Indigenous Methodologies: A Collaborative Painting with Maya Painter Paula Nicho Cúmez
Keywords:
Indigenous methodologies, Paula Nicho Cúmez, Maya paintingAbstract
The twofold purpose of the present essay and video is to extend and refine my indigenous research methodology based on the work of Smith (2012) and Eldridge (2008), first, by offering new ways to conceptualize the presentation of relational experience in collaborative ethnographic work in academia, and second, by examining what it means for art educators to work with communities over an extended period of time. In this essay and video, I include myself as a participant and mentored student, an intrinsic part of the research process, not something separate. The research process and the mentoring model are intrinsically intertwined, so viewer access to the teaching relationship in the video illuminates the research process. I present this ethnography in art education from the anthropological perspective of lifelong practice that examines subtle differences in art teaching practice and evolving changes in research methodology over time.
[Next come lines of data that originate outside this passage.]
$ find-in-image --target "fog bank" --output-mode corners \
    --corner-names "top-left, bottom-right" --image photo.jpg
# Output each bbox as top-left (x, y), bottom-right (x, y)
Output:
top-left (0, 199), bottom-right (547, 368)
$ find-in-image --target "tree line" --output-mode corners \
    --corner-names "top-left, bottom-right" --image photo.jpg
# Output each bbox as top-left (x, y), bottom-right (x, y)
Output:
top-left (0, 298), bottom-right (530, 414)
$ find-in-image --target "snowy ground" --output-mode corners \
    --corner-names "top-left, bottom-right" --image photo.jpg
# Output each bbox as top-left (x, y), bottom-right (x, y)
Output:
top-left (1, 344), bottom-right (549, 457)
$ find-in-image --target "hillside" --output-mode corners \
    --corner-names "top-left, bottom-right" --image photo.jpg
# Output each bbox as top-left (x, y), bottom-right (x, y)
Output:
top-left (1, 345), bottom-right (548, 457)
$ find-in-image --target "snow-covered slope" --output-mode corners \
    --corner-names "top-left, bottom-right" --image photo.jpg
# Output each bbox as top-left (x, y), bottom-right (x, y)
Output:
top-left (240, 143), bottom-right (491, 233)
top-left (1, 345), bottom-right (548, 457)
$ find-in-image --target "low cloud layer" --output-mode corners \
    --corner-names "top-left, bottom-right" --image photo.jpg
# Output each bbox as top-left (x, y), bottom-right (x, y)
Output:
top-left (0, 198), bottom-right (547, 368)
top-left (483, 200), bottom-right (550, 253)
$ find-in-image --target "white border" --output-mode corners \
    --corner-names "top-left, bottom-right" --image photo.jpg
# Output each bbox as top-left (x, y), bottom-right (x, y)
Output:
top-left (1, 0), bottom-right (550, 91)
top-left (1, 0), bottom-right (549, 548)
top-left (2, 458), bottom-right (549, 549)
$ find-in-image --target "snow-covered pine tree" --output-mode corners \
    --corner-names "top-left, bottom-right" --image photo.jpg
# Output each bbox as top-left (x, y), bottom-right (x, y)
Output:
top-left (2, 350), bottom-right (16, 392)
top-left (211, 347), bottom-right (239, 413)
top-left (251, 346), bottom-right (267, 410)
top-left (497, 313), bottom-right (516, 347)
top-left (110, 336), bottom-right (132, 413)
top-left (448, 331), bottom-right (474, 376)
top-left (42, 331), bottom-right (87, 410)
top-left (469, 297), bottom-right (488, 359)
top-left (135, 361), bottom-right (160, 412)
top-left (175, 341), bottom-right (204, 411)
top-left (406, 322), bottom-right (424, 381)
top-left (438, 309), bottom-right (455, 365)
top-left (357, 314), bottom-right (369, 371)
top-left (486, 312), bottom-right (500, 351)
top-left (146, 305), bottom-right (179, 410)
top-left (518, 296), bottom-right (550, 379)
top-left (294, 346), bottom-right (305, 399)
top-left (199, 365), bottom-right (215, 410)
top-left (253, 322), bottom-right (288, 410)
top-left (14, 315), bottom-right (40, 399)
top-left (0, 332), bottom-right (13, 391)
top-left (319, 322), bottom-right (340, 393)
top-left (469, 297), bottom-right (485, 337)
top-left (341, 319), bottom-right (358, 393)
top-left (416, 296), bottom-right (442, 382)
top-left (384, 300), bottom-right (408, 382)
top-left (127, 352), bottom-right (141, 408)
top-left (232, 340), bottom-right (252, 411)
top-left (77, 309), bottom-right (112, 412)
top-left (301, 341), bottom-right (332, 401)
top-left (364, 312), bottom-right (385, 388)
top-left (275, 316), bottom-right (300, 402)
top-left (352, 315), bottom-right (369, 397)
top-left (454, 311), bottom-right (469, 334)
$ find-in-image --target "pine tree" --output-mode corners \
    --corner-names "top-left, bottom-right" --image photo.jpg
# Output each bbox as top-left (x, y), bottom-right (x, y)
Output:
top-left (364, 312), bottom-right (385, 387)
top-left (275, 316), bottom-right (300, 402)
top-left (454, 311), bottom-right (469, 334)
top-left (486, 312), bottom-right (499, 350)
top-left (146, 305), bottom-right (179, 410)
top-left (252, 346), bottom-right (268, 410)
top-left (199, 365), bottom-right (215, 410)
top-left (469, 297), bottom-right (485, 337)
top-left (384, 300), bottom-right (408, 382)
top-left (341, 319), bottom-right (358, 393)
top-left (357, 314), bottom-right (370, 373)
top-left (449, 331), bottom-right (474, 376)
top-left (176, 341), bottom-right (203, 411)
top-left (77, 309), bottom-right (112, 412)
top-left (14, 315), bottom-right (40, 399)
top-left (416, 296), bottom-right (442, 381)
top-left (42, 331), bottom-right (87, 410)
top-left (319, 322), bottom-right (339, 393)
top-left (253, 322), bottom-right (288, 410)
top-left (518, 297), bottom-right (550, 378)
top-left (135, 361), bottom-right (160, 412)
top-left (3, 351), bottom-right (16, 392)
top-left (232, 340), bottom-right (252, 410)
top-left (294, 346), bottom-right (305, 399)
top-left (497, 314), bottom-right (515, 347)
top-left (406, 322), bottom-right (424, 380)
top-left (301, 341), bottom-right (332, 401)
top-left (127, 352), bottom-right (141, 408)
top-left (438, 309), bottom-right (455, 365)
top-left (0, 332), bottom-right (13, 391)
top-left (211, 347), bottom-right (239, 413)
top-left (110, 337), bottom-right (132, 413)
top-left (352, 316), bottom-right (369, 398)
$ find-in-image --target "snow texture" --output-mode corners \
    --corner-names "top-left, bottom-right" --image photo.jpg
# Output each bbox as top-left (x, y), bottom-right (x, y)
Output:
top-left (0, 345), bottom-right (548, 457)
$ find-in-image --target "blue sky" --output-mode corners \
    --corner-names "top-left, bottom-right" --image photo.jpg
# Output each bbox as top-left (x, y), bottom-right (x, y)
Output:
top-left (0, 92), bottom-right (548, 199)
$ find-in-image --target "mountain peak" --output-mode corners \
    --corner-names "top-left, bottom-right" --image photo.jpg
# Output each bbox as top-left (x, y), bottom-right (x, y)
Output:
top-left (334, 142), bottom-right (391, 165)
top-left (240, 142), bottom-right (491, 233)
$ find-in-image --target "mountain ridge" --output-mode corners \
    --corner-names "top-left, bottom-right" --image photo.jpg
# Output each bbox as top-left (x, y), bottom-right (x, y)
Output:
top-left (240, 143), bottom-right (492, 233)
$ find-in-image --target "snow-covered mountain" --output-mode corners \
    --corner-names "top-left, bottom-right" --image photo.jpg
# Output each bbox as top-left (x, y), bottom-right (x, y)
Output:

This video and essay, the third in a series of reflective Visual Culture & Gender (VCG) journal articles about decolonizing and indigenous research methodologies, demonstrates important changes for me that can inform art education about the value of long-term research. My main finding in this essay and video is that the explicit revelation of the relationship between the two participants, Paula Nicho Cúmez and me, is of paramount importance in the representation of such research. Only when the self-aware researcher presents herself in collaboration and revisits the video-documented collaboration can she discover multilevel opportunities for deep reflection about differing definitions of artistic processes, the generation of ideas, and the nuanced dynamics of mentor-based instruction as a research model.